Originally Posted by

**HyperKaehler** A lot of people have problems with this. I think it is because it is not taught too clearly in school - they do not differentiate multiplication enough from addition, and so when variables are involved and the expressions are complicated people tend to confuse the two. I can't say I can explain it more clearly in a few sentences, but I can offer a few examples.

Say you are given the following algebraic fraction:

$\displaystyle \frac{(x)(x)(a)}{(x)(1)}$

Now in this case it is very simple, because everything is written very neatly and there is no addition confusing things for you. So it should be easy to simplify this one: all you do is cancel an x on the top and an x on the bottom; they cancel each other out. So you are left with:

$\displaystyle \frac{(x)(a)}{(1)}$

and as you probably know this can just be written as

$\displaystyle xa$

(If you didn't understand that step, tell me and I'll explain in more detail.)

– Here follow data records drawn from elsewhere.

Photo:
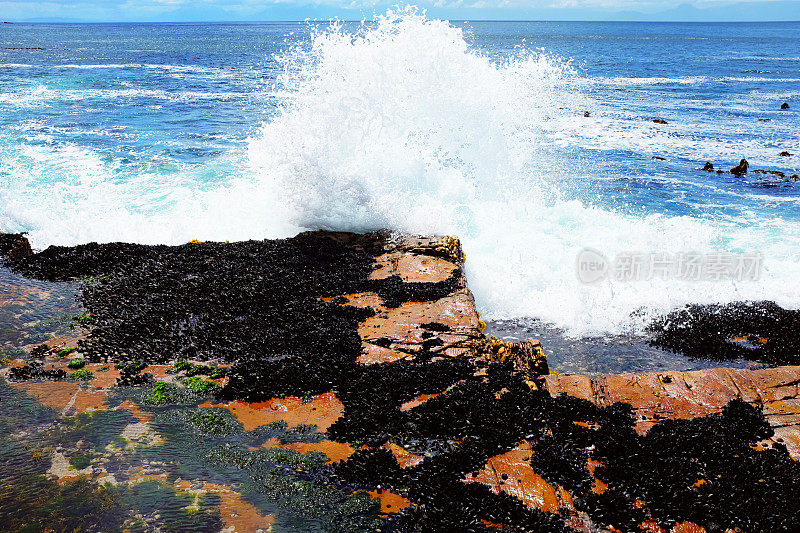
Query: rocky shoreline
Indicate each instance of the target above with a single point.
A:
(343, 382)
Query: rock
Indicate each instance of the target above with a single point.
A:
(14, 246)
(741, 168)
(656, 396)
(770, 172)
(528, 357)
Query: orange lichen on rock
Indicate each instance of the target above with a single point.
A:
(402, 327)
(687, 527)
(419, 400)
(404, 457)
(322, 410)
(105, 379)
(88, 401)
(236, 514)
(413, 268)
(512, 473)
(390, 502)
(697, 393)
(55, 394)
(335, 451)
(136, 411)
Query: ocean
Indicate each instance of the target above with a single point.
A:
(531, 141)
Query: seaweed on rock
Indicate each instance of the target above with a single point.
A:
(757, 331)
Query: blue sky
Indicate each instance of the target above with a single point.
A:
(261, 10)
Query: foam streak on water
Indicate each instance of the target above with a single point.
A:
(404, 124)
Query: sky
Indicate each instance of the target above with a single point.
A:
(281, 10)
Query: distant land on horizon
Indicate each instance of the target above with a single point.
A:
(753, 11)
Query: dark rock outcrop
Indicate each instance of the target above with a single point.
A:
(777, 173)
(14, 246)
(741, 168)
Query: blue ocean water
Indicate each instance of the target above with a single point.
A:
(168, 132)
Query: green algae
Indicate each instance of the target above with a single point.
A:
(82, 375)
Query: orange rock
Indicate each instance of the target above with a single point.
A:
(404, 458)
(104, 379)
(696, 393)
(237, 514)
(687, 527)
(89, 401)
(138, 412)
(419, 400)
(323, 410)
(55, 394)
(511, 473)
(412, 268)
(402, 326)
(335, 451)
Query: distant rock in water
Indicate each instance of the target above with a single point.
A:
(755, 331)
(770, 172)
(741, 168)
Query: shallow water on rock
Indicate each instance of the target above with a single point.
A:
(601, 355)
(34, 311)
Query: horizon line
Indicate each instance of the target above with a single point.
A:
(59, 20)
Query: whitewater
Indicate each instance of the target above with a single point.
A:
(419, 125)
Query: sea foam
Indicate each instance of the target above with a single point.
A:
(402, 124)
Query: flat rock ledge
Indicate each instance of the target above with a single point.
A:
(658, 396)
(347, 381)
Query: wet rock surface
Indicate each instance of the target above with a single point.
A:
(757, 331)
(342, 382)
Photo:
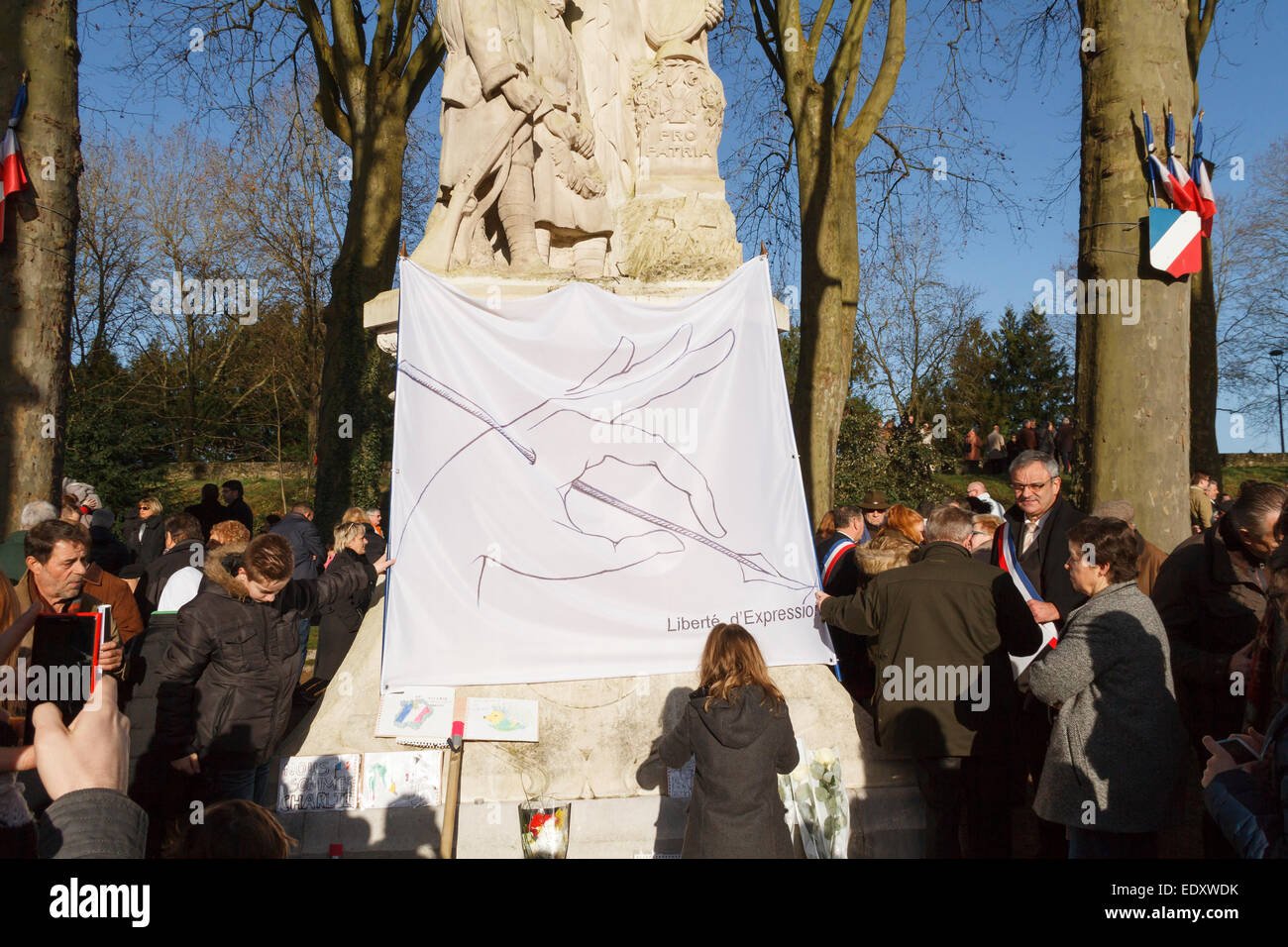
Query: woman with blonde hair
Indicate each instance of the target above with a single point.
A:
(737, 728)
(340, 620)
(905, 522)
(376, 544)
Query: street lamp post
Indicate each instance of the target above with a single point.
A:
(1276, 355)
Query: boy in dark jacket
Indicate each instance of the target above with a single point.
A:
(228, 676)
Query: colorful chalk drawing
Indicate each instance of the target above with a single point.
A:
(400, 780)
(421, 714)
(496, 718)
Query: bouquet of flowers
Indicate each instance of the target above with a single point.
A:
(815, 800)
(544, 828)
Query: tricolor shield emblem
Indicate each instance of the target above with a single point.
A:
(1175, 241)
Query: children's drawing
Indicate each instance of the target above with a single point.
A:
(400, 780)
(500, 719)
(416, 712)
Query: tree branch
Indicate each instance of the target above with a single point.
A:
(858, 133)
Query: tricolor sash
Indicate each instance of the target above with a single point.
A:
(1009, 560)
(838, 548)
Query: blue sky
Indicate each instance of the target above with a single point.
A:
(1034, 121)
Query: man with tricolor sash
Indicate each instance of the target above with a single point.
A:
(1031, 549)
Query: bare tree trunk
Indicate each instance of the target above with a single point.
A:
(364, 268)
(38, 256)
(1205, 453)
(1133, 386)
(829, 283)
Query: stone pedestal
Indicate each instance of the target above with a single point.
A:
(380, 315)
(595, 750)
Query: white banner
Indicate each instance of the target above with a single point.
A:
(584, 486)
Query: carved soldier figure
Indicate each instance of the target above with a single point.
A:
(506, 56)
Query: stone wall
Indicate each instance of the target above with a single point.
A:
(1250, 459)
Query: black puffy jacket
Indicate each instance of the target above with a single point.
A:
(228, 676)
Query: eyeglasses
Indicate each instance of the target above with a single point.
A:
(1035, 487)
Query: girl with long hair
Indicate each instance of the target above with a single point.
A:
(737, 728)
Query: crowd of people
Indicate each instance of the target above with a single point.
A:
(204, 659)
(1054, 660)
(992, 453)
(1129, 661)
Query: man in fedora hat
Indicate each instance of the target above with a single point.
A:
(874, 506)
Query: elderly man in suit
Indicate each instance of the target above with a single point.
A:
(1035, 539)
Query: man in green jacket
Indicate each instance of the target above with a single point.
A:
(13, 558)
(945, 697)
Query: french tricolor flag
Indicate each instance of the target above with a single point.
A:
(13, 178)
(1202, 182)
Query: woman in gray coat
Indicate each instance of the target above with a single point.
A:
(1116, 762)
(737, 727)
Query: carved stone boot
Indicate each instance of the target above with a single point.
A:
(515, 208)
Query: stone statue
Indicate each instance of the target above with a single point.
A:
(678, 223)
(516, 134)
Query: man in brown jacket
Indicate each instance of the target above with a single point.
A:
(1149, 558)
(54, 581)
(945, 694)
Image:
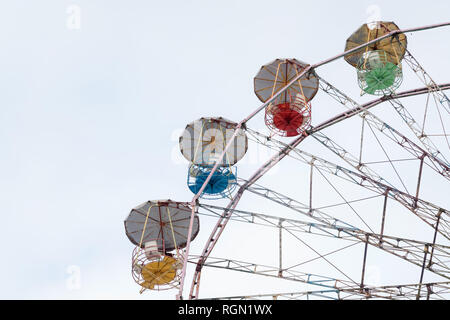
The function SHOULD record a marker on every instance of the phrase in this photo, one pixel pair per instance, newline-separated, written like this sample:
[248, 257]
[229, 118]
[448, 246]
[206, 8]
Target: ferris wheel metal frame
[429, 256]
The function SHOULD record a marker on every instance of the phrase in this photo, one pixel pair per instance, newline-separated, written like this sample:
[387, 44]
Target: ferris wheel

It turns out that the difficult part is not the canceling; it's getting the fraction into a form which makes it easy for you to cancel. Let's look at a harder one:

$\displaystyle \frac{x^2a-x^3b}{x}$

For this one, to get it in an easier form, we have to factor. First, we expand the $\displaystyle x^2$ and $\displaystyle x^3$ in the numerator. Since $\displaystyle x^2$ is just shorthand for x*x, and since $\displaystyle x^3$ is just shorthand for x*x*x, we can write

$\displaystyle \frac{xxa - xxxb}{x}$

Now, the important thing to remember is that you cannot cancel a variable on the top unless it is present in *all* of the things being added. That is, if you want to cancel an x on the top, you have to make sure there is an x in (x)(x)(a) *and* an x in (x)(x)(x)(b). Obviously there is! The first has two x's and the second has 3 x's. But we only have one x on the bottom, so we only need to take away one x from each term on the top.

A simpler way to say this is we just need to factor the numerator some more. We see that both the terms on the top have two x's in them. So we can use the distributive property to write the fraction like this:

$\displaystyle \frac{xx(a-xb)}{x}$

To make things really clear, it might help you to add an imaginary one to the denominator. Since x*1 is the same as x, we can change the denominator to x*1 like this:

$\displaystyle \frac{xx(a-xb)}{x1}$

Now we have the fraction in an easy form! Just like you did above, you can cancel one x on top and one x on bottom, and you are left with

$\displaystyle \frac{x(a-xb)}{1}$

which of course is the same thing as just

$\displaystyle x(a-xb)$

I hope this made sense. Please ask if you have any more questions!